Cuando el recepcionista del turno de noche se marchó a las seis —tras dormir a pierna suelta en su silla, según había comprobado Kyle a través de las puertas cerradas con llave de la recepción— y fue sustituido por el recepcionista del turno diurno, Kyle estaba sepultado debajo de los cartones. No tenía ni idea del tiempo que su visitante podía permanecer en un espacio ocupado a este lado de… ni siquiera entendía de qué. Y no se había atrevido a involucrar al recepcionista de la noche en aquel fenómeno imposible que había traído al motel Regal. Si hubiera despertado al chaval para pedirle otra llave, y si el recepcionista le hubiera acompañado con el intruso todavía dentro de la habitación o escondido en la ducha, le podrían haber acusado del asesinato del recepcionista. De modo que se había quedado donde estaba, protegiéndose del frío con basura. Así era como tenía que verse, por culpa de Max.

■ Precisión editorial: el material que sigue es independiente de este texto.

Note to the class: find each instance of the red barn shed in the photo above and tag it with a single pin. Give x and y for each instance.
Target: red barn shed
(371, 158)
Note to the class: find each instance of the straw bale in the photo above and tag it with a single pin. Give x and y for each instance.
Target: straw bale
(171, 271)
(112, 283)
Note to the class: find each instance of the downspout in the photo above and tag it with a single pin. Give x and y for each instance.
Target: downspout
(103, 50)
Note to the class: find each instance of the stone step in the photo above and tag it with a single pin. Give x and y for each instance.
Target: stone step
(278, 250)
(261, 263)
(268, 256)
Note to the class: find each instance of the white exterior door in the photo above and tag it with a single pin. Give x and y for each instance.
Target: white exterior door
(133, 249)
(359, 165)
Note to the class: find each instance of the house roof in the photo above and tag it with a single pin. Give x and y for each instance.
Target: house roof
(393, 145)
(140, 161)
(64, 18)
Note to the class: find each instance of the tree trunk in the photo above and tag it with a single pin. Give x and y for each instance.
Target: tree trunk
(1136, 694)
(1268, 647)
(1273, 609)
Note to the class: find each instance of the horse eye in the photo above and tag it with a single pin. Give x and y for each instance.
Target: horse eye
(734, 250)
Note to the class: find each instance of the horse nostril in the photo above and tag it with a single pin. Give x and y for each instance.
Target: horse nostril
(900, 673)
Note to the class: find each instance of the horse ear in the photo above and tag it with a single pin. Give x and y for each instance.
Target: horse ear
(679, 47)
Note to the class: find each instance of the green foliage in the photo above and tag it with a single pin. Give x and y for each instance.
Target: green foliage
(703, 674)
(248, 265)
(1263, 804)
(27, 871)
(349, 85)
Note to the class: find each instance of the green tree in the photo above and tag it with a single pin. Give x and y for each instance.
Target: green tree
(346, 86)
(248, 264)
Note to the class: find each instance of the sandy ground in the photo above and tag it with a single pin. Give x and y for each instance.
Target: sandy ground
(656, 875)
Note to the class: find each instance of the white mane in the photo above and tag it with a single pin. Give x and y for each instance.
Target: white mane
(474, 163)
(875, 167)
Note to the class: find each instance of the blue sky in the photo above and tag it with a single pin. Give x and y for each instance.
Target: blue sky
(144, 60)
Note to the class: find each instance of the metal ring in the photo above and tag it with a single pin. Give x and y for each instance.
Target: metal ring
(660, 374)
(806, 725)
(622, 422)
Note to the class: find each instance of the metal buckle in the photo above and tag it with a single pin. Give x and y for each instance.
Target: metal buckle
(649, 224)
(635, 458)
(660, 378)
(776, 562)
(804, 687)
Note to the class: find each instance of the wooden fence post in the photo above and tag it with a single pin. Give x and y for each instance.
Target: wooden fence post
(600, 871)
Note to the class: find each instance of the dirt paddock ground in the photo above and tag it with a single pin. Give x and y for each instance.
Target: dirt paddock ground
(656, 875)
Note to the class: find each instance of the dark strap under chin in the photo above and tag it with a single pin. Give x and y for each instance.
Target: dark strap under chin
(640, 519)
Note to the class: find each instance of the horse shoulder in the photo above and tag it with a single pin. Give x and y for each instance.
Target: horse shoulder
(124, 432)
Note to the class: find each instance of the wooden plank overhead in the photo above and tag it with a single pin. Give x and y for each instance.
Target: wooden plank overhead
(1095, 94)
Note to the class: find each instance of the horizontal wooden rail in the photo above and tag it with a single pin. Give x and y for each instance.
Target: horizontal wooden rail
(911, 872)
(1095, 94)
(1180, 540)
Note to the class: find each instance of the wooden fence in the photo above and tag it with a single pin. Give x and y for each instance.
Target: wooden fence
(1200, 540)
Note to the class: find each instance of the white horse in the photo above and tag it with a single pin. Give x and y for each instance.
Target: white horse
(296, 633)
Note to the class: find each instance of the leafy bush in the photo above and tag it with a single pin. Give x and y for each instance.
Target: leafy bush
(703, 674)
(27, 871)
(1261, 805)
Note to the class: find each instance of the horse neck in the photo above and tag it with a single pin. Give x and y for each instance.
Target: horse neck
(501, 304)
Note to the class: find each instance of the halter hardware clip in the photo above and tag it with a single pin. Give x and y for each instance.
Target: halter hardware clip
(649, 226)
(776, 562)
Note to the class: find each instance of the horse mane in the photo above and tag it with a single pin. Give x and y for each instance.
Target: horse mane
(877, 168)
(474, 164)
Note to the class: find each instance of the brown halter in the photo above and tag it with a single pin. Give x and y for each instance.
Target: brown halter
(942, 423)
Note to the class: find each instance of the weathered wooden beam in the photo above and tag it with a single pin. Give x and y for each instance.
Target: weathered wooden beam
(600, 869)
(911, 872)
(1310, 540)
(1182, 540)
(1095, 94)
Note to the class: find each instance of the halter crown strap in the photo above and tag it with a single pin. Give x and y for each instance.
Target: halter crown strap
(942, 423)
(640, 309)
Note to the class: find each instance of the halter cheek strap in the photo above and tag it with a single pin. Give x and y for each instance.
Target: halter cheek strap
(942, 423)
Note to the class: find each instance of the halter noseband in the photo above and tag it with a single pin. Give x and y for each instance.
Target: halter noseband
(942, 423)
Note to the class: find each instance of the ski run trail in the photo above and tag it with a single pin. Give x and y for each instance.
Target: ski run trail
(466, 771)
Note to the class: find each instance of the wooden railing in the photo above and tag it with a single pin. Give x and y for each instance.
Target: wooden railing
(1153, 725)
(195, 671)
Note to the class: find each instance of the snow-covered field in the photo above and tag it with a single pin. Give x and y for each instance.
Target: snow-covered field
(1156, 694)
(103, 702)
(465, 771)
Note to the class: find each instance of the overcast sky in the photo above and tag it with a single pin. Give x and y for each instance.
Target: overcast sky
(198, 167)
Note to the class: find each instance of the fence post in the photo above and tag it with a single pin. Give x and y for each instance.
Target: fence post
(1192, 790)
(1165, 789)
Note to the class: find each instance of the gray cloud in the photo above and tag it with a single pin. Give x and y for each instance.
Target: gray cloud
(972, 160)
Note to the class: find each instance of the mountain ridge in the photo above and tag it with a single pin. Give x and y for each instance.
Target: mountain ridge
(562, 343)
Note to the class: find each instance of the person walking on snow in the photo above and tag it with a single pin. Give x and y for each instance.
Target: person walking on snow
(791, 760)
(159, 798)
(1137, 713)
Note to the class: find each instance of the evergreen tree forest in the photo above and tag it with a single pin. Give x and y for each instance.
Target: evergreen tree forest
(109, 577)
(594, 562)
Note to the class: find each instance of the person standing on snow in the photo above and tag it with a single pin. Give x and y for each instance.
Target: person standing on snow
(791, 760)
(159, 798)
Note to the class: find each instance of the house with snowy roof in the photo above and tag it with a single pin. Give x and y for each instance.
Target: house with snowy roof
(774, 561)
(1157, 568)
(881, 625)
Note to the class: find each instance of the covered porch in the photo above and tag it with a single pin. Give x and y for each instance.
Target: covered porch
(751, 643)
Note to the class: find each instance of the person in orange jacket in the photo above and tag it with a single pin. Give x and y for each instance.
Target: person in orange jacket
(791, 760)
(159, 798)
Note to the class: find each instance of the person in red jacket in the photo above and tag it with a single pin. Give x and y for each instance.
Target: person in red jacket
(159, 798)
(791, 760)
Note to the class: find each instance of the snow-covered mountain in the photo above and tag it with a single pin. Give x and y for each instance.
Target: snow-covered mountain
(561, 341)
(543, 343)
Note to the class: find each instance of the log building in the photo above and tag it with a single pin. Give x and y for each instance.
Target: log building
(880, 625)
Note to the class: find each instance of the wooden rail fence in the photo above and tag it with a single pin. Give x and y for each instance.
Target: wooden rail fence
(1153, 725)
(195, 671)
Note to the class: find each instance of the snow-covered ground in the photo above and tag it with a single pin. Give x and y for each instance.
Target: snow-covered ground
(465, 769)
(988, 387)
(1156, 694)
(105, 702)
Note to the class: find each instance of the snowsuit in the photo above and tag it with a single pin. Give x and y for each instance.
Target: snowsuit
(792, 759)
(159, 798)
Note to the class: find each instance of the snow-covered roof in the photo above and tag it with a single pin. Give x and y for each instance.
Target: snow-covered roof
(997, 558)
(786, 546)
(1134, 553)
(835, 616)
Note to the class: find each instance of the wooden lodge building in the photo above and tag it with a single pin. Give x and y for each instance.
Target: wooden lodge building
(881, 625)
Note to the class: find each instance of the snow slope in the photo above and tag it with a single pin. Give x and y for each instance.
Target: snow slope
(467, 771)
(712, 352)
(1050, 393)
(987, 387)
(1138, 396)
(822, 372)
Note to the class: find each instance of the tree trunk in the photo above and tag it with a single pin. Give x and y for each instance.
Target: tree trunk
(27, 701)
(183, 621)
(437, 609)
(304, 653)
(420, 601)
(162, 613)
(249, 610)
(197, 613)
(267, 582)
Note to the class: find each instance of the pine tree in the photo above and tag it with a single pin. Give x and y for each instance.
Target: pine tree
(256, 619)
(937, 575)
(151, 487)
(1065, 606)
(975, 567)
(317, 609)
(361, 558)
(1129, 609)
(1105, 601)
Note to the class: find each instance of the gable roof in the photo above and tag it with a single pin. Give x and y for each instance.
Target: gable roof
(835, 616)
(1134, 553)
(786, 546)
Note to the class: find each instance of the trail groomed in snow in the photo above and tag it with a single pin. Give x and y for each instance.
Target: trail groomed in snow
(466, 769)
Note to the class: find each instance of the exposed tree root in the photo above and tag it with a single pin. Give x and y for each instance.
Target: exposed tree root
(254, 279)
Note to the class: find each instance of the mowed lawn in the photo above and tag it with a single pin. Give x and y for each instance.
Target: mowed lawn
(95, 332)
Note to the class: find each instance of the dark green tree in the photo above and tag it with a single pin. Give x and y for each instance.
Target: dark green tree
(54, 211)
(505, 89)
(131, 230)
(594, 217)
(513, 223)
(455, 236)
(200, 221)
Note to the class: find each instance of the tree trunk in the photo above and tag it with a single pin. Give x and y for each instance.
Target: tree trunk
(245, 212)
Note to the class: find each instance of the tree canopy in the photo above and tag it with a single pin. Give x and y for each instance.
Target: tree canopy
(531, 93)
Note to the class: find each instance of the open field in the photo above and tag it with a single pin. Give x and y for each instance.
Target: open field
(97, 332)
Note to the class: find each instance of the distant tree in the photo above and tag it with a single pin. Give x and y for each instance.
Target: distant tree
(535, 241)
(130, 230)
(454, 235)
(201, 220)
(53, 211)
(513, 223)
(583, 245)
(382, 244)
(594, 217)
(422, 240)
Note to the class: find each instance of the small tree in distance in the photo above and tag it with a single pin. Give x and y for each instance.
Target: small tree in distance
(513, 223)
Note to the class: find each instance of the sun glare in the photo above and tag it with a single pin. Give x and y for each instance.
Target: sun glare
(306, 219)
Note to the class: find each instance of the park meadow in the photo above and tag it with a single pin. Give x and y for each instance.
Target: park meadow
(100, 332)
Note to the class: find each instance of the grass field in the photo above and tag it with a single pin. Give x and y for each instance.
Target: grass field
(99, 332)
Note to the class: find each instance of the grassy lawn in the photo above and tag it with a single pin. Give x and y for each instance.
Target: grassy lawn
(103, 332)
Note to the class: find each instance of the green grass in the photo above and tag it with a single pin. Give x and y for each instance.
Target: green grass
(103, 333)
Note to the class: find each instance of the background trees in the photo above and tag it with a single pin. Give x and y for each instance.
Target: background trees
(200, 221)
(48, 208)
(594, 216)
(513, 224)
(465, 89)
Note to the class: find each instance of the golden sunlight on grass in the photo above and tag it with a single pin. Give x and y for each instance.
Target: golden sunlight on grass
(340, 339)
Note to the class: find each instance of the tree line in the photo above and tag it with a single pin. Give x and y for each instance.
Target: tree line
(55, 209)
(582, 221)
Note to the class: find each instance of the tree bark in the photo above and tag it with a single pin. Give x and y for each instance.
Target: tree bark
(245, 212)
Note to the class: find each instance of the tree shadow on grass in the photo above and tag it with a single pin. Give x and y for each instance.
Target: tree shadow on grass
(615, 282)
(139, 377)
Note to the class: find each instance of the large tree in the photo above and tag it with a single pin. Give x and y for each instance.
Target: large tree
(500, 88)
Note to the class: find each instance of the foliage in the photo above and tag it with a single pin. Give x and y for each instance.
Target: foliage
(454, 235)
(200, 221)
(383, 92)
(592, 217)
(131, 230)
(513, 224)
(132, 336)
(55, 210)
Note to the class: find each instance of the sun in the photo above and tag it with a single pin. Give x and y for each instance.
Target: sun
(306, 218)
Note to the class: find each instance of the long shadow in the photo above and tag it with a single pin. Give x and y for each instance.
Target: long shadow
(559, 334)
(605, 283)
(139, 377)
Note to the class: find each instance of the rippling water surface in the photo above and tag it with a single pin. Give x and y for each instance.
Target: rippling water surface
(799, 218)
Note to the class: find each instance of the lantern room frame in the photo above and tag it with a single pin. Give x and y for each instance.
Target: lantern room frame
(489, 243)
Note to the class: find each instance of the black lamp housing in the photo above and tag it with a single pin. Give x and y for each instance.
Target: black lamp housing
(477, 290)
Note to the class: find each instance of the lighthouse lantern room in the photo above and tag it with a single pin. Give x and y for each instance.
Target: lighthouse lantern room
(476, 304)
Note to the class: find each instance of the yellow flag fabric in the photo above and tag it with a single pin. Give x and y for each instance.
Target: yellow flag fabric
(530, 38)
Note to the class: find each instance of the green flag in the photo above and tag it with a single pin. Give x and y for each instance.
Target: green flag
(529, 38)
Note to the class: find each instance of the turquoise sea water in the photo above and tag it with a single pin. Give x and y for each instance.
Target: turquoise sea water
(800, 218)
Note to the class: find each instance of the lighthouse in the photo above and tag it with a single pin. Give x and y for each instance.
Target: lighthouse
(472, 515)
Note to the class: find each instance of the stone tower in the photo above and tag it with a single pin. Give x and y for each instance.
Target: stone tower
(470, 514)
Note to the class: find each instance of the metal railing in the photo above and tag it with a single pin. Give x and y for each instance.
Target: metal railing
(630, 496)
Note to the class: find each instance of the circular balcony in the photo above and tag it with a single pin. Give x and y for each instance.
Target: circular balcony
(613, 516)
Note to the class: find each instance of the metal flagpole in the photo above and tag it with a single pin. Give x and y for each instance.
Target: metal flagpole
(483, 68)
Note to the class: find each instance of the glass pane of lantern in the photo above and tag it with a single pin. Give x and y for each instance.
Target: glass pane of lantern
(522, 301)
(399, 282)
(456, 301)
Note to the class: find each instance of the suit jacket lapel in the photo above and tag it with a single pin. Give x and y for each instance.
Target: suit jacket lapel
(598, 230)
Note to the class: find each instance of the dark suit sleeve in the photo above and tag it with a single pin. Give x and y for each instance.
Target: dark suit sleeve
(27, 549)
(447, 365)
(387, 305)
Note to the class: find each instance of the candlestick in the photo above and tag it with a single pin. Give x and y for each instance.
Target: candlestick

Cuando la camarera del motel llegó a las siete, la débil luz del amanecer le dio los ánimos suficientes para desmontar su improvisada tienda de campaña de cartón y papel. Se acercó a la menuda empleada mexicana y le explicó que había salido de la habitación para ir por una coca-cola y que no había podido volver a entrar.

La camarera no sonrió ni habló en ningún momento, y simplemente observó con suspicacia a Kyle mientras éste entraba con cautela en su habitación con su llave. La camarera le miró los tatuajes y luego vio las sábanas hechas jirones y los rasgones de las almohadas que mostraban sus entrañas de espuma barata, y dio la impresión de que inmediatamente asociaba ambos hechos. Desde el hueco de la puerta, su mirada pasó por encima del hombro de Kyle y se posó en los fragmentos del espejo roto que había colgado encima de la mesita, y la mujer echó a correr en dirección al despacho del gerente, acompañada por el ruido que hacían en el asfalto las zapatillas de deporte blancas que envolvían sus piececitos.

Un delito de daños. ¿Qué podía decir?

Se puso los vaqueros y las botas; encontró una camisa. Se arrodilló en el suelo y recogió apresuradamente los papeles, primero las fotografías en blanco y negro. Al gerente no le haría gracia verlas. No, señor. Metió el ordenador portátil y las carpetas en la mochila. Abandonó los artículos de higiene porque era incapaz de entrar en el cuarto de baño, cuya puerta sombría miraba de refilón y con nerviosismo mientras recogía las cosas. Dan y él debían largarse ya; poner tierra de por medio con aquel lugar atroz.

Cuando Kyle abrió el maletero del coche de alquiler, el recepcionista del turno diurno salió del motel, confundido por la historia que la camarera seguía contándole acaloradamente a su lado. Kyle y ese mismo recepcionista habían charlado brevemente sobre música el día anterior, cuando él y Dan se habían registrado en el motel.

Kyle le contó una milonga sobre un invitado, alcohol y una pelea. Y casi se le escapó la risa cuando se dio cuenta de que estrictamente hablando no estaba mintiendo. Pero, una vez dentro de la habitación, el recepcionista se quedó boquiabierto, con los pies plantados sobre los cristales rotos del espejo. Pareció retroceder asustado cuando vio las sábanas desgarradas de un modo tan salvaje y por un objeto lo suficientemente afilado como para despedazar un colchón como aquel.

Kyle dio rienda suelta a su labia. Lo engatusó. Le prometió que pagaría con la tarjeta de crédito que Max les había dado. Y entonces cerró la boca; porque también siguió la trayectoria de la mirada del recepcionista enmudecido hasta la horripilante mancha que había en la cara interior de la puerta.

—Dios mío —musitó Kyle, y dio un paso que lo alejó de la repugnante silueta de una figura pequeña y delgada que había dejado su sombra en la misma madera que había atravesado.

Kyle no la había visto antes, mientras recogía sus cosas, ya que sus ojos habían estado concentrados en el desastre provocado por el intruso en su arrebato. Pero allí estaban, como una Sábana Santa erguida: unas infames manchas intrincadas que rezumaba la madera, corrompidas y todavía frescas. De las que emanaba un hedor empalagoso a carne de cerdo podrida.